何か心当たりがあるのかヒースがそう言う。



「ぶっちゃけあの人の助言がなかったら今までの人生危なかった事とかもあったし」

「あら、そうなの?」

「まあ……いや、それは今は良いだろ。話を逸らしておいてアレだけど、それよりも特殊能力についてだけど……少なくとも僕は発現の原因はわからないよ」



脱線しかけた話を戻そうとヒースがそう言うと、グレイも頷いた。それを見てレジウィーダは煮え切らない顔をしていた。

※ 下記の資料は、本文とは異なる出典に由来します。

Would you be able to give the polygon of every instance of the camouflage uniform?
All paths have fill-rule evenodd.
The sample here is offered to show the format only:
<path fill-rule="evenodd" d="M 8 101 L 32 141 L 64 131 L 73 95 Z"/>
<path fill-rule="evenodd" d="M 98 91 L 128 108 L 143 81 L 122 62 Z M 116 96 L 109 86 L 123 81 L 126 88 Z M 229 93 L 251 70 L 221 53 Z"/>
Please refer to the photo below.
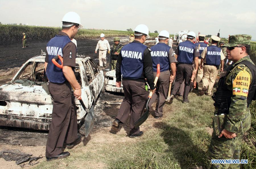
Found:
<path fill-rule="evenodd" d="M 27 36 L 26 36 L 25 33 L 22 34 L 23 35 L 23 38 L 22 39 L 22 45 L 23 47 L 26 47 L 26 41 L 27 40 Z"/>
<path fill-rule="evenodd" d="M 231 42 L 233 43 L 230 42 L 229 43 L 226 45 L 226 47 L 232 47 L 240 44 L 250 44 L 251 38 L 250 38 L 249 40 L 248 38 L 248 37 L 250 38 L 251 36 L 246 35 L 236 35 L 230 36 L 231 37 L 236 37 L 236 41 L 234 42 L 236 44 L 233 42 Z M 217 106 L 218 104 L 216 104 L 216 100 L 214 100 L 216 98 L 214 99 L 215 101 L 214 105 L 215 106 L 216 110 L 212 122 L 213 132 L 207 153 L 208 168 L 240 168 L 239 164 L 212 164 L 211 159 L 240 159 L 242 136 L 249 129 L 251 125 L 251 114 L 249 106 L 247 106 L 247 95 L 243 93 L 243 91 L 240 92 L 240 89 L 239 91 L 238 92 L 236 91 L 237 90 L 235 91 L 235 92 L 234 89 L 234 86 L 236 85 L 235 81 L 236 80 L 236 78 L 238 77 L 237 76 L 241 71 L 245 72 L 246 73 L 247 73 L 246 72 L 249 73 L 250 79 L 248 80 L 248 82 L 249 81 L 250 84 L 252 80 L 252 74 L 248 67 L 242 63 L 239 64 L 244 60 L 248 61 L 254 65 L 249 55 L 242 57 L 236 63 L 236 65 L 233 65 L 229 68 L 231 71 L 227 71 L 226 76 L 223 77 L 223 80 L 220 79 L 220 81 L 224 80 L 224 82 L 226 85 L 227 89 L 233 91 L 232 93 L 232 91 L 230 92 L 233 95 L 231 95 L 229 109 L 229 110 L 226 110 L 226 114 L 222 112 L 221 114 L 220 115 L 220 112 L 218 110 L 218 109 L 220 110 L 220 109 L 218 108 Z M 222 86 L 220 85 L 221 83 L 220 82 L 219 82 L 218 89 L 216 93 L 218 92 L 219 89 L 220 91 L 224 90 L 223 88 L 222 88 Z M 249 89 L 249 90 L 252 89 L 251 88 Z M 240 95 L 241 94 L 245 95 L 247 96 Z M 236 133 L 236 137 L 232 139 L 228 139 L 222 136 L 221 137 L 218 138 L 218 135 L 224 129 Z"/>
<path fill-rule="evenodd" d="M 116 41 L 117 40 L 119 41 L 119 42 L 120 41 L 120 39 L 118 37 L 115 37 L 114 38 L 114 41 Z M 111 70 L 113 70 L 113 69 L 115 69 L 115 65 L 116 65 L 116 62 L 117 61 L 117 57 L 118 56 L 118 55 L 115 55 L 114 54 L 116 52 L 118 53 L 118 54 L 119 53 L 120 53 L 120 51 L 121 51 L 121 50 L 122 49 L 122 48 L 123 48 L 123 46 L 121 45 L 121 44 L 118 44 L 117 45 L 115 44 L 114 44 L 114 45 L 113 46 L 113 47 L 111 48 Z M 120 47 L 119 48 L 117 49 L 117 50 L 116 51 L 116 49 L 115 48 L 116 47 L 118 46 L 119 46 Z"/>

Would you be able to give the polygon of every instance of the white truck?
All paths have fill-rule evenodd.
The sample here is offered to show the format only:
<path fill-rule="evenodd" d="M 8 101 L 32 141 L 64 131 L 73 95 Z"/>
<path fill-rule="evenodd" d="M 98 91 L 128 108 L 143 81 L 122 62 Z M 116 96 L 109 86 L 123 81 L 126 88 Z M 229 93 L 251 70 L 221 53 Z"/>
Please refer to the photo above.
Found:
<path fill-rule="evenodd" d="M 177 40 L 177 45 L 181 42 L 182 42 L 187 40 L 187 36 L 189 31 L 185 30 L 184 31 L 179 31 L 178 33 L 174 34 L 174 40 Z"/>

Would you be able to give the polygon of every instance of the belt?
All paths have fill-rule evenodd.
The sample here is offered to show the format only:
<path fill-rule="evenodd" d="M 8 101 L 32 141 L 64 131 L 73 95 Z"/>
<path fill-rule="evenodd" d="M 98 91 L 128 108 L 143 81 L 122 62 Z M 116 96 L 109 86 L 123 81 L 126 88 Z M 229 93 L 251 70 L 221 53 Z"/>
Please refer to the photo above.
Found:
<path fill-rule="evenodd" d="M 193 63 L 191 63 L 190 64 L 189 63 L 182 63 L 182 62 L 178 62 L 178 64 L 186 64 L 186 65 L 193 65 Z"/>

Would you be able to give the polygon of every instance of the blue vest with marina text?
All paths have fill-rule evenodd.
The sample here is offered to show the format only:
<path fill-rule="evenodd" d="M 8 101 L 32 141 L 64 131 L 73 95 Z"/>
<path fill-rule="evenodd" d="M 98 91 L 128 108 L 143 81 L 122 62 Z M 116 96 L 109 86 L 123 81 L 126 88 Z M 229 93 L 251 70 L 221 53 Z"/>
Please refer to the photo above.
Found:
<path fill-rule="evenodd" d="M 51 82 L 62 83 L 66 81 L 62 69 L 55 66 L 51 59 L 56 55 L 59 55 L 63 57 L 63 50 L 68 43 L 71 41 L 68 36 L 62 35 L 57 35 L 52 38 L 47 44 L 46 50 L 48 54 L 48 64 L 46 68 L 46 75 Z M 58 63 L 61 65 L 59 59 Z"/>
<path fill-rule="evenodd" d="M 158 43 L 152 47 L 151 56 L 153 62 L 153 72 L 156 72 L 157 66 L 160 64 L 160 72 L 169 70 L 169 50 L 171 47 L 165 43 Z"/>
<path fill-rule="evenodd" d="M 133 42 L 124 46 L 121 52 L 122 55 L 121 73 L 123 78 L 137 79 L 143 71 L 144 51 L 147 46 Z"/>
<path fill-rule="evenodd" d="M 196 45 L 189 40 L 179 43 L 177 60 L 179 63 L 192 64 Z"/>
<path fill-rule="evenodd" d="M 209 65 L 218 66 L 220 64 L 220 52 L 221 49 L 216 45 L 207 47 L 205 56 L 206 64 Z"/>
<path fill-rule="evenodd" d="M 204 42 L 199 42 L 195 44 L 198 47 L 199 44 L 200 44 L 200 47 L 199 47 L 199 54 L 200 54 L 200 56 L 198 57 L 198 59 L 202 59 L 202 57 L 201 57 L 201 54 L 202 54 L 203 51 L 205 50 L 205 48 L 207 47 L 207 44 Z"/>

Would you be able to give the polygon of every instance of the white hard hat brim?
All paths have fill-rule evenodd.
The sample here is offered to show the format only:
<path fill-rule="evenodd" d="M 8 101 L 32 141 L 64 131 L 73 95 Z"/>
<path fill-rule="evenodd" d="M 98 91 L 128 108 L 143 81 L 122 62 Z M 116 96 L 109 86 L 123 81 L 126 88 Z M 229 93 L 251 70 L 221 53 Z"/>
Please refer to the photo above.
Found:
<path fill-rule="evenodd" d="M 84 28 L 84 26 L 83 26 L 82 25 L 80 24 L 79 25 L 79 26 L 78 26 L 78 27 L 79 28 Z"/>

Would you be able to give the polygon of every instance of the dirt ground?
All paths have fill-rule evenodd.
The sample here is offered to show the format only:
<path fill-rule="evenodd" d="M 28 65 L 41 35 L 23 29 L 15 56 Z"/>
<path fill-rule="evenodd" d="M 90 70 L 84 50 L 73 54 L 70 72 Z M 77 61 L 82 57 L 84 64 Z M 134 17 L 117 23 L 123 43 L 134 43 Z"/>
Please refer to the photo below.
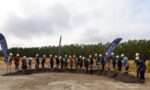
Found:
<path fill-rule="evenodd" d="M 150 90 L 149 80 L 144 84 L 131 84 L 104 76 L 76 73 L 3 76 L 4 73 L 0 71 L 0 90 Z"/>
<path fill-rule="evenodd" d="M 77 73 L 34 73 L 30 75 L 3 76 L 4 64 L 0 64 L 0 90 L 150 90 L 146 83 L 124 83 L 106 76 Z"/>

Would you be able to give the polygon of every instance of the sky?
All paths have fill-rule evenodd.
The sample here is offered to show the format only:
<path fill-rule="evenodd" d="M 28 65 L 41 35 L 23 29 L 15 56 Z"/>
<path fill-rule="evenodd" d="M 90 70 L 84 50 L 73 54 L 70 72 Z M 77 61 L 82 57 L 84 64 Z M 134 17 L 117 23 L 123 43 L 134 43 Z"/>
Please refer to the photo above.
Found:
<path fill-rule="evenodd" d="M 9 47 L 150 39 L 150 0 L 0 0 Z"/>

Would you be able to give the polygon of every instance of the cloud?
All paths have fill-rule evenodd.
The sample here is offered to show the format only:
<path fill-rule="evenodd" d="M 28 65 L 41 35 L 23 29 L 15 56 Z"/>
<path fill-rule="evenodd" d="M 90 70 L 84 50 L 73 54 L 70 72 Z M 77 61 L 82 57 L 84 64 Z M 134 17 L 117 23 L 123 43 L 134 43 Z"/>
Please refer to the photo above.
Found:
<path fill-rule="evenodd" d="M 31 3 L 30 3 L 31 2 Z M 35 3 L 36 2 L 36 3 Z M 9 8 L 3 32 L 21 42 L 64 44 L 112 41 L 116 37 L 150 39 L 148 0 L 16 0 Z M 10 37 L 11 36 L 11 37 Z M 37 39 L 43 38 L 40 41 Z M 32 38 L 32 39 L 31 39 Z M 50 40 L 49 40 L 50 39 Z M 42 42 L 43 41 L 43 42 Z M 32 45 L 25 43 L 25 46 Z M 11 42 L 15 43 L 15 42 Z"/>
<path fill-rule="evenodd" d="M 70 28 L 70 14 L 68 10 L 56 4 L 47 12 L 29 17 L 11 15 L 4 25 L 4 30 L 18 38 L 28 38 L 39 35 L 53 35 Z"/>

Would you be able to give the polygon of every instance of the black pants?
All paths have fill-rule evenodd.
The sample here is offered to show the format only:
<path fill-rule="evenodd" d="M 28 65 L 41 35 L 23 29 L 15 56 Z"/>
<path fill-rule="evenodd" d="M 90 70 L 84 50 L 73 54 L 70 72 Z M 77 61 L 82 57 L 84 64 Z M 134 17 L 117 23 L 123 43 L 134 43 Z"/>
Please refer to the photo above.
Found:
<path fill-rule="evenodd" d="M 145 71 L 140 71 L 140 79 L 145 80 Z"/>

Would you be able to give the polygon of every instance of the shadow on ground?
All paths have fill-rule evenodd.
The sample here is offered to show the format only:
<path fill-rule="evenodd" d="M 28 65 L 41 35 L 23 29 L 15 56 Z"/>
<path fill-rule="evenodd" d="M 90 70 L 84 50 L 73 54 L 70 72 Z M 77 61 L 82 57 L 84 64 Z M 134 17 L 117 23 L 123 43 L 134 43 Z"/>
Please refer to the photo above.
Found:
<path fill-rule="evenodd" d="M 7 73 L 3 74 L 2 76 L 19 76 L 19 75 L 31 75 L 35 73 L 50 73 L 50 72 L 55 72 L 55 73 L 74 73 L 74 74 L 92 74 L 92 75 L 99 75 L 99 76 L 105 76 L 111 79 L 114 79 L 116 81 L 121 81 L 125 83 L 144 83 L 144 81 L 139 80 L 133 75 L 127 74 L 127 73 L 119 73 L 115 71 L 101 71 L 101 70 L 93 70 L 92 72 L 84 72 L 81 70 L 51 70 L 51 69 L 39 69 L 39 70 L 26 70 L 25 72 L 23 71 L 18 71 L 18 72 L 12 72 L 12 73 Z"/>

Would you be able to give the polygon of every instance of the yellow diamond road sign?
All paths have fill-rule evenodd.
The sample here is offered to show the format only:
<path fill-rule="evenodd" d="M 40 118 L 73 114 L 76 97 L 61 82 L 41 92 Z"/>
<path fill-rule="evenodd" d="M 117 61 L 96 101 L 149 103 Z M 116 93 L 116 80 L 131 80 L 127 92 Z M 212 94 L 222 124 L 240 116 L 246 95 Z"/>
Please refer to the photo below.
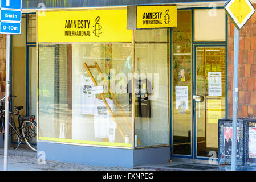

「ヒースちゃんの能力については、あたしも正直何でそんな力があるのか想像も出来ないんだよねー」

「ヒースはって事は、オレのはわかるのかよ?」

「そもそもグレイにも能力があるのか?」



全く話を聞いたことがないんだけど、とルークが問うとグレイは一瞬考え、それから思い出したように言った。



「使う場面が限られてるからあまり人前で使った事はねーけど、ちゃんとある。何ならルーク。一度お前に使ったことがあるぞ」

「そ、そうなのか!? いつ!?」

「カイツール。当時色々と知られたらまずい事を聞かれちまってたからヴァンの目の前でその時の記憶だけ消した」



意外にもあっさりと答えられ、ルークのみならず他の仲間達も驚愕に目を見開く。



「つまり、貴方の能力は記憶を消す事、と言うわけなんですね」

「一応消すだけじゃなく、能力で消した分は戻せるけどな」



今度ちゃんと戻してやるよ、と素直に喜び辛い言葉にルークは何とも言えない顔をするしかなかった。

それで、とグレイはレジウィーダを振り返る。



「結局どうなんだよ?」

「うーん。あたしの予想だけど、多分アンタの場合はね……………………ん?」



そう言いかけて、突然レジウィーダは言葉を止めて首を傾げた。



「? どうしたんですか?」



イオンが心配そうにそう言うと、レジウィーダは暫く考えた後、不思議そうにグレイを見た。



「何か知ってた気がするんだけど、思い出せないや」

「何じゃそりゃ。適当にちょけてるンじゃねーだろうな?」

「マジマジ。多分、いろんな記憶と一緒に忘れちゃってるのかも」



その言葉にグレイを始め、話の流れを見守っていたタリスとヒースも一瞬だけ反応したが、レジウィーダは気がついた様子はなかった。